Чтобы собеседникам не мешать, Инна отошла к подъехавшей машине и заговорила с Варей. Та напомнила, что у них осенью хрустальная свадьба будет. И вдруг с неожиданной обидой сказала:
– Мама твоя, наверное, не хотела, чтобы мы так долго вместе прожили? Она ведь была против меня?
– Напрасно ты так, Варя. Хорошо она к тебе относилась, и с детьми выручала не раз. Только она хотела, чтобы Лёша потомство оставил, а сразу понятно было, что ты ему не родишь. Так ведь и вышло.
– Он моих детей вырастил как родных. Чем плохо?
– Не плохо, хорошо. Но считают ли они его родным? Вот спроси их, если с тобой что-нибудь случится, будут они дохаживать его в старости? А ведь мы в роду последние. У прадедушки нашего, священника Рясовской церкви Алексея Васильевича Ивановского было семеро детей. Из них живыми остались только три дочери, которые произвели на свет троих детей, от которых осталось по одному ребёнку. Мы с Лёшей – без потомства. Игоря я десять лет не видела. Но знаю его как облупленного. Не станет он себя семейными заботами отягощать. Так что память о наших предках исчезнет вместе с нами, а родословное древо и записки, начертанные рукой прадедушки, будут изгрызены мышами.

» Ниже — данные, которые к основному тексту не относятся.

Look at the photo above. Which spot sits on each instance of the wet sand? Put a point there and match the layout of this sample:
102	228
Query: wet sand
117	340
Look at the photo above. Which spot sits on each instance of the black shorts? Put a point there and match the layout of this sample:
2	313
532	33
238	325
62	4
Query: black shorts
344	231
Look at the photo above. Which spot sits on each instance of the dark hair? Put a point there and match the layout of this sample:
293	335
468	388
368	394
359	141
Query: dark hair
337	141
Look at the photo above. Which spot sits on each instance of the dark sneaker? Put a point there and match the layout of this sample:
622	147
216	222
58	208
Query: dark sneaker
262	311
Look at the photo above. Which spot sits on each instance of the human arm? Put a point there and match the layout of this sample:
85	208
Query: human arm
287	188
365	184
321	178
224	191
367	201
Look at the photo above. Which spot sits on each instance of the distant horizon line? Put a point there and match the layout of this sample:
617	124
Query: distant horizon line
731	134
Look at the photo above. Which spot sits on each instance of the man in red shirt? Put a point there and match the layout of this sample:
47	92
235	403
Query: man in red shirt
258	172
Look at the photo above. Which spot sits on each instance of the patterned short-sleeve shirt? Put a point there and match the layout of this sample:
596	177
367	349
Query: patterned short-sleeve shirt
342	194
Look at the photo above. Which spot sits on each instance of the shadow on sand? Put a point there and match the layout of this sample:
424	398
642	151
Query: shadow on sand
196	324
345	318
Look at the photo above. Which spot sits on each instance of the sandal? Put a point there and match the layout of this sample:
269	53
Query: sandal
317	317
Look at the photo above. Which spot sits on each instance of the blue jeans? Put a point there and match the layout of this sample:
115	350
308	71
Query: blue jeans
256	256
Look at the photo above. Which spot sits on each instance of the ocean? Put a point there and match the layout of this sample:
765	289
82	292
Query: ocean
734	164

– Так пусть разводится, – сердито сказала Варя. – Сорок лет, может ещё детей настругать.
– Дура ты, – обняла её Инна Леонидовна. – Он же тебя любит…

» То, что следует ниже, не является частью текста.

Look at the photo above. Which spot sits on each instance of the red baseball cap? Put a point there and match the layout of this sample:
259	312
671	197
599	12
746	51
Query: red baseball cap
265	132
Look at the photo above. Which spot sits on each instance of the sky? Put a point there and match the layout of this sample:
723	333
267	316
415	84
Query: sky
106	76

Если бы она знала, как аукнется им этот разговор!
Глава третья
А ведь когда стало известно, что начальником отдела культуры назначают Раису Михайловну, Инна была единственной, кто обрадовался. Когда-то её на работу брала Александра Ивановна, и с ней работалось хорошо и спокойно. Занималась Инна делопроизводством, да и всё. Ни в самодеятельность её не пытались вовлечь, ни чужие обязанности наваливать. Но года через три Александра Ивановна ушла преподавать во вторую школу, а на её место пришёл мужик. И пошло-поехало! Почему это на ставке заведующей автоклубом сидит делопроизводитель? Пусть занимается тем, чем положено! Инна к тому времени уже пришла в себя, поэтому без особых эмоций сдала по описи все дела инспектору и переселилась в методический кабинет. Никто её на гастроли по сёлам, конечно, не послал. Клубные работники радостно усадили за пишущую машинку, и Инна месяц стучала по клавиатуре, распечатывая их разработки, заодно по умолчанию правя правописание и стиль. А через месяц нагрянула проверка из архива, и инспектору дали по шапке. Присутствовавший при проверке начальник к тому времени уже понял, что в отделе культуры главное – бумажки и ничто кроме, поэтому вернул Инну на прежнее место.
– Вот не понимаю, для чего мы существуем, – сказала тогда Инна инспектрисе. – Учреждения культуры – это я понимаю. В библиотеку хожу, театр наш просто обожаю, школа искусств – это замечательно. Музей – это наша гордость. Ну, концерты самодеятельности – это на любителей, но таких любителей в городе много, а в сёлах и того больше. А вот отдел культуры для чего? Через меня, вернее, через мою пишущую машинку все бумаги проходят: планы, отчёты текстовые и цифровые, доклады, справки. Это же, простите, безрадостная тупая липа.
Инспектриса хихикнула:
– Ты, Инночка, молодая, не помнишь советских времён. Эта липа вековая ещё до нас корни пустила. В годы перестройки как-то показывали театральный капустник, вроде как объясняли иностранцам наши слова и выражения. Знаешь, как растолковали «управление культуры»? «Непереводимая игра слов»! Игрой слов мы занимаемся. Ты со своей зарплатой совестью не мучайся. Табели и больничные заполнила, в бухгалтерию сдала, приказы напечатала и по папкам раскидала и подшила, трудовые заполнены, от телефона не бегаешь, всегда на связи… достаточно! Что ты девчонкам их бумаги печатаешь? Не деньги, так хоть шоколадки бы совали. А они на тебя сели и ножки свесили!